Тетка помяла хлеб пальцем, проверяя, свеж ли он, а потом понюхала его. «Как Борис Аркадьич после стопки», — вспомнил Женя. Увидев вино, тетка повела бровью, но ничего не сказала. Прочтя этикетку, она завернула бутылку в бумагу и положила в сумку, под старые номера журнала «Огонек». Журналы тетка везла Эдику. Он, как трехлетний пацан, любил рассматривать картинки. Водя по надписям пальцем, он воображал, что читает.

— А вот это ты зря, — сказала тетка про крем-соду. — Не пьет он ее, колючая, говорит, водичка… Я ему какао везу, — она показала большой китайский термос, разрисованный цветами.

До автостанции племянник и тетка добрались на трамвае. Тетка молча зевала, прикрывая рот ладошкой, а Женя, чтобы не скучать, листал старый «Огонек».

У ветхого павильона автостанции, уткнувшись в него носами, стояли пыльнозадые автобусы. Вокруг сновали озабоченные люди, готовые, стоит только распахнуться дверцам, ринуться, застревая в них, занимать места. «Хуже, чем на железной дороге», — подумал Женя, оглядевшись и заскучав.

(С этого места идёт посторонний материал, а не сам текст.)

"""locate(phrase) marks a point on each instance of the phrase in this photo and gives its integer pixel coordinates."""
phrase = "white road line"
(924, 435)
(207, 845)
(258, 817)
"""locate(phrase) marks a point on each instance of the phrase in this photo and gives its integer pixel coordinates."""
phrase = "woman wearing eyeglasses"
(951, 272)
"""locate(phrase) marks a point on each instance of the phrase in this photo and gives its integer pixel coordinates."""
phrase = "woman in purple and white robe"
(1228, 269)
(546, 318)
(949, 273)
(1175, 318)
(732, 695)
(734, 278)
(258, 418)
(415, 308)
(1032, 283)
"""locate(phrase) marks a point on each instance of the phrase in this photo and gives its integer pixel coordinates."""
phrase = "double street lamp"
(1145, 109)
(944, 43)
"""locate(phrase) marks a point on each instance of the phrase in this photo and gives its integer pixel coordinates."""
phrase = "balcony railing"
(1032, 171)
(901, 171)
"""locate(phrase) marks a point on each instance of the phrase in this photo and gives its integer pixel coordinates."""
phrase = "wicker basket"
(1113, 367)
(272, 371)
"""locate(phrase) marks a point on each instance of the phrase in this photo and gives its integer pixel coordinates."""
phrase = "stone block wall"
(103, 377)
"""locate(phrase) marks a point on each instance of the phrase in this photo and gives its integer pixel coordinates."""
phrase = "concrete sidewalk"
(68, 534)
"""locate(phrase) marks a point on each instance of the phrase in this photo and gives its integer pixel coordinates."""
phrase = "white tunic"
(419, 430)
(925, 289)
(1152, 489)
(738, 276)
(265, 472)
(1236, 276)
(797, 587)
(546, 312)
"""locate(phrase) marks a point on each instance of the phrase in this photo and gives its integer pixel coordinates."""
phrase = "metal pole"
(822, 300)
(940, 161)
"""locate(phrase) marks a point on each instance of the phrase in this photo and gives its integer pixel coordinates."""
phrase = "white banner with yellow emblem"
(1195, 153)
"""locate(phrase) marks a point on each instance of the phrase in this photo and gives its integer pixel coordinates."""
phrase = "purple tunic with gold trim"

— Поедем на такси, а, теть Наташ? А что такого? Деньги есть, — похвастался он.

— Сумку бы лучше взял, тяжелая, — ответила тетка, с сомнением глядя на него.

— Значит, поедем! — обрадовался Женя и, подхватив сумку, которая и на самом деле оказалась не легка, побежал к помятой «Волге» мышиного цвета, с шашечками на боку, готовый и упрашивать, и ругаться.

— Куда? — лениво спросил шофер.

— В Фомичевку, — стесняясь, ответил Женя. — Ну, в больницу, — пояснил он, заранее теряя надежду.

— Сколько вас?

— Двое, — ответил Женя. Ему вдруг показалось, что шофер спит и сквозь сон задает вопросы.

— Садись, — разрешил шофер, вылез из машины, хлопнув дверцей, и пошел искать попутчиков.

— Теть Наташ, сюда! — закричал Женя, впихивая сумку на заднее сиденье, и, сев на место рядом с водителем, опустил стекло.

Попутчиков не нашлось. Выехали за город. Шофер каменно молчал. Часы у него были «Полет», особо плоские. Косясь на них, молчал и Женя. Тетка, сидя сзади, рылась в сумке.

До места домчались быстро, лихо развернулись. Шофер, темный, как грозовая туча, взял пятирублевку, протянутую Женей, хрустнул ею и, кряхтя, полез в карман за сдачей.

— Не надо, — сказал Женя.

Шофер, забыв поблагодарить, захлопнул дверцу. «Волга» охнула и сорвалась с места, оставив за собой голубой дымок. «С похмелья мужик, — глядя ей вслед, подумал Женя, — или с женой поругался…»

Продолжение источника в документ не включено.